Hazret-i Mehdi ve İsâ’nın teşrifine zemin hazırlayan sebepler ne, hasımlar kimler? Âhir zamanın şer cephesinin mümessilleri de iki: Biri büyük Deccal, diğeri Süfyan tabir edilen küçük Deccal. Kaynaklar, büyük Deccal’ın daha çok Hıristiyan âlemini küfrün ve ahlâksızlığın cehennemine sürükleyeceğini söylüyor. Süfyan ise İslâm şeriatını tahriple Cehennem’e istihkak kazanır, kaynaklara göre.
Kıyametin arefesinde miyiz, bilinmez. Ama muhakkak olan şu ki, eski zaman kavimlerinin topyekün helâkına sebep olan günah ve sapkınlıkların tamamı, gündelik hayatımızın adiyatları olmuş. Eskiden imkânları bol ve günaha meftun bir kimsenin bir ömürde yaşayabileceği günahların tamamı, bu günün insanının yirmi dört saat ermine amade. Tüyler ürpertmesi gereken kebairler sıradan sayılıyor, şer cephesi akla hayâle gelmedik günâhların icadıyla meşgul. Medeniyet dersi üstâdlığını kimseye bırakmak istemeyen Biritanya Krallığının evlâtları, erkek erkeğe evlenmenin rahatlığını kânun serbestiyeti ile yaşıyorlar. Mimsiz medeniyetin temsilcisi bir çok ülke helâk olmuş kavimlere rahmet okutturacak bir şenaatin içinde. Beklenen ya imtihanı bitirecek olan kıyamettir, ya da âhir zamanın müjdelenmiş eşhası: Mehdi ve İsa(a.s).
Bediuzzaman’a göre Hazreti İsâ ve Mehdi
Üstâd, bir helâket ve felâket asrının adamı. Altıyüz yıllık Devlet-i Aliyye’nin târih sahnesine diz çöktürüldüğü, memat öncesi yıllar. Târih sahnesi asırları kucaklamış bir şan ve şeref devrine perdelerini kapatmak üzeredir. Zâfer nâralarının çınladığı serhad boylarında, artık ricat çığlıkları yükselmektedir. Memleketin dört bir tarafından beklenen, zafer müjdeleri değil, bozgun haberleridir. İhtiyar dev şaşkındır, dün hayatlarını lütfuna borçlu olanlardan yediği darbeler, sadece öldürücü değil, haysiyet kırıcıdır da. Hantallaşmış, içten içe çürümüş, asırların yorduğu, fitnenin kemirdiği bu koca gövde ölümle pençeleşmektedir.

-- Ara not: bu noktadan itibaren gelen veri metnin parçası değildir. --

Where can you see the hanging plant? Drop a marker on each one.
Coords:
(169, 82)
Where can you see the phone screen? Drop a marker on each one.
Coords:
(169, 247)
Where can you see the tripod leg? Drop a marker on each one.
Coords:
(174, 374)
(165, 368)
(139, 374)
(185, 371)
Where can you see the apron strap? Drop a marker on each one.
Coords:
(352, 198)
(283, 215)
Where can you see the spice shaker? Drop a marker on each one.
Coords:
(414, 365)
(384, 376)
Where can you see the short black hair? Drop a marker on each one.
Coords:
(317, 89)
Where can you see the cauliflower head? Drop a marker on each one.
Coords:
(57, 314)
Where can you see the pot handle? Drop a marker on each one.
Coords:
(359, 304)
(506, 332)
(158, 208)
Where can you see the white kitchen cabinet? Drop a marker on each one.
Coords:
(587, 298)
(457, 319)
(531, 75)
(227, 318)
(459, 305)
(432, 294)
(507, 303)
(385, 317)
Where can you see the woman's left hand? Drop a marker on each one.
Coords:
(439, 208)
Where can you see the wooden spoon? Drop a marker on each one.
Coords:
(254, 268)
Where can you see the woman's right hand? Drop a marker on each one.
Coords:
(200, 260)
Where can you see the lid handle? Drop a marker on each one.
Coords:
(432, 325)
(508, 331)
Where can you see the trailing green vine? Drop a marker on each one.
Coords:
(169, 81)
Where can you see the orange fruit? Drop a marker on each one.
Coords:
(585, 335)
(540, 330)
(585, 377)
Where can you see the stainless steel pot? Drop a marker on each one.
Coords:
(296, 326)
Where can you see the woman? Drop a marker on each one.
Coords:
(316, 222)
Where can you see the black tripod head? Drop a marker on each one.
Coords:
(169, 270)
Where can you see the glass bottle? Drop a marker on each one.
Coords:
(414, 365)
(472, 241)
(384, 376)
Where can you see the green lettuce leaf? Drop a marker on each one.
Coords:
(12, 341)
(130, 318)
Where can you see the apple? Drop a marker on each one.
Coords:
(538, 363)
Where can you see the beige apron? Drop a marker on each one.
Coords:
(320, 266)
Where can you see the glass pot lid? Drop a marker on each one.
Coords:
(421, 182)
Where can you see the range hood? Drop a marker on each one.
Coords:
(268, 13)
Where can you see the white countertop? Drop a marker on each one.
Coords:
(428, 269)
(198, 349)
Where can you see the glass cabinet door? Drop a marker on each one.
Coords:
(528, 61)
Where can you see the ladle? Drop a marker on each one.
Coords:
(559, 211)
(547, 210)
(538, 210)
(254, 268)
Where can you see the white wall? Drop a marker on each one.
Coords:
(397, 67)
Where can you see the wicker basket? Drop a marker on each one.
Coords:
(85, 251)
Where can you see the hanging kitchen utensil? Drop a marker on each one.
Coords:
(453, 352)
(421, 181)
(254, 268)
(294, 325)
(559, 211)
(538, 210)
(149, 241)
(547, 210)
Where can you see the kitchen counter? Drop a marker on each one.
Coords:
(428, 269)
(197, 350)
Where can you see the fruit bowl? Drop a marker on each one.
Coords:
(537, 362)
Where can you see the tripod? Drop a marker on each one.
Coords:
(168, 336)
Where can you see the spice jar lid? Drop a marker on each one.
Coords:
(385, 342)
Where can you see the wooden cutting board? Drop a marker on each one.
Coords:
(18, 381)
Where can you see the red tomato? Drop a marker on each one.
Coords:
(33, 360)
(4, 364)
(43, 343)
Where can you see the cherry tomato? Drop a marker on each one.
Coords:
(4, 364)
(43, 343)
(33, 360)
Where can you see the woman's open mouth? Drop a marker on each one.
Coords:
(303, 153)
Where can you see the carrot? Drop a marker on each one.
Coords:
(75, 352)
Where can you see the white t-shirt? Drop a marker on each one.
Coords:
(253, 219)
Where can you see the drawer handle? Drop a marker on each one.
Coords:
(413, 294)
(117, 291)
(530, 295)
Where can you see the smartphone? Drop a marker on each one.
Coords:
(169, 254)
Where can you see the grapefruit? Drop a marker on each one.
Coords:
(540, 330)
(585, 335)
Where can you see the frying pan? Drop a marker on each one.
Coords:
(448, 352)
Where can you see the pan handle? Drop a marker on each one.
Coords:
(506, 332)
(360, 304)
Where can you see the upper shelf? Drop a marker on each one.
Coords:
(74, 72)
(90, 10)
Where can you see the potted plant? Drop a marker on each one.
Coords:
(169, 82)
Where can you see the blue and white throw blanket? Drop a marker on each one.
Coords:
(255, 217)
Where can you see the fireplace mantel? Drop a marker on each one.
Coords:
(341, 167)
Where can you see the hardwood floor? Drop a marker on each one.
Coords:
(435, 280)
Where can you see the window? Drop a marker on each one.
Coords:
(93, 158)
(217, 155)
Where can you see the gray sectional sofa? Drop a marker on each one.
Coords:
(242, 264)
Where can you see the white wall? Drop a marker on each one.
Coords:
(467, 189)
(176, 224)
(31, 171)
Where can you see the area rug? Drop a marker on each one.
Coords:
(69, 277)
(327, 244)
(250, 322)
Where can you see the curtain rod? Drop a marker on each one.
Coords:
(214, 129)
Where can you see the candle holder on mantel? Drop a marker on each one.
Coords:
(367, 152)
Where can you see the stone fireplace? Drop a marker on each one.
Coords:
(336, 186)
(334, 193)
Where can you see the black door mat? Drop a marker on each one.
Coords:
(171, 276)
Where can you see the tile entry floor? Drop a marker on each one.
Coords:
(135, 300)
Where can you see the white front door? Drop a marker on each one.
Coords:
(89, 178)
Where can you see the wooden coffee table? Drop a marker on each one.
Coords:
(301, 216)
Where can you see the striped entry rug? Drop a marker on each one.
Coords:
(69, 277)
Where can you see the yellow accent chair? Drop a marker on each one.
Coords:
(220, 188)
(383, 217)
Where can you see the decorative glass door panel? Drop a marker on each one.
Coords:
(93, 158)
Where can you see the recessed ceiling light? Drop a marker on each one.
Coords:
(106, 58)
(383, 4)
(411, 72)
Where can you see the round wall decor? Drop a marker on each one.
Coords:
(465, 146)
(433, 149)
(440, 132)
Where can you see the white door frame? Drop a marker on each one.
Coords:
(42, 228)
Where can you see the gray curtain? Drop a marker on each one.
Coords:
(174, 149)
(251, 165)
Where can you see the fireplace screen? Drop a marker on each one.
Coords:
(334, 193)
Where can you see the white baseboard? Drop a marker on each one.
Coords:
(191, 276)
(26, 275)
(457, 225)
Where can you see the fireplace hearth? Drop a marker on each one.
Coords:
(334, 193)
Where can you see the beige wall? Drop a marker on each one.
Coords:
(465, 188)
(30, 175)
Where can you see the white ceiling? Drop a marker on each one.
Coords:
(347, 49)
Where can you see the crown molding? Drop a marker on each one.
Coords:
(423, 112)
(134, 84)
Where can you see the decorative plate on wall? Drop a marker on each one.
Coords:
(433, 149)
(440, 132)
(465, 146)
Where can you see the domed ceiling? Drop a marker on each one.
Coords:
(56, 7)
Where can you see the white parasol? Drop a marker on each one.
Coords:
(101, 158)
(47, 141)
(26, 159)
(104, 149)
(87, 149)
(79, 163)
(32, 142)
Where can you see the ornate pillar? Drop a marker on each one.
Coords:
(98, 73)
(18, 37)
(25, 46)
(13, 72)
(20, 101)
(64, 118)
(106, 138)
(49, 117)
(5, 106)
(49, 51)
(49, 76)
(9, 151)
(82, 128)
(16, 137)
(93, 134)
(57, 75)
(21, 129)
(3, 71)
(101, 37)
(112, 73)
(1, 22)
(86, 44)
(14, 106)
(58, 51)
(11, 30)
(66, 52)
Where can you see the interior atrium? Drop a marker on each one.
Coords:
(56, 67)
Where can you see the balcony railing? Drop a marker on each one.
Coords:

İslâm târihi korkunç bir fetretin kapılarını bir daha aralamakta, uçsuz bucaksız ümmet coğrafyası katran gibi bir gecenin gurûbunu yaşamaktadır. Nitekim Devlet-i Aliyye bütün bütün târih sahnesinden çekilecek, o uzun ve zifiri karanlık fetret gecesi İslâm âlemine çökecektir.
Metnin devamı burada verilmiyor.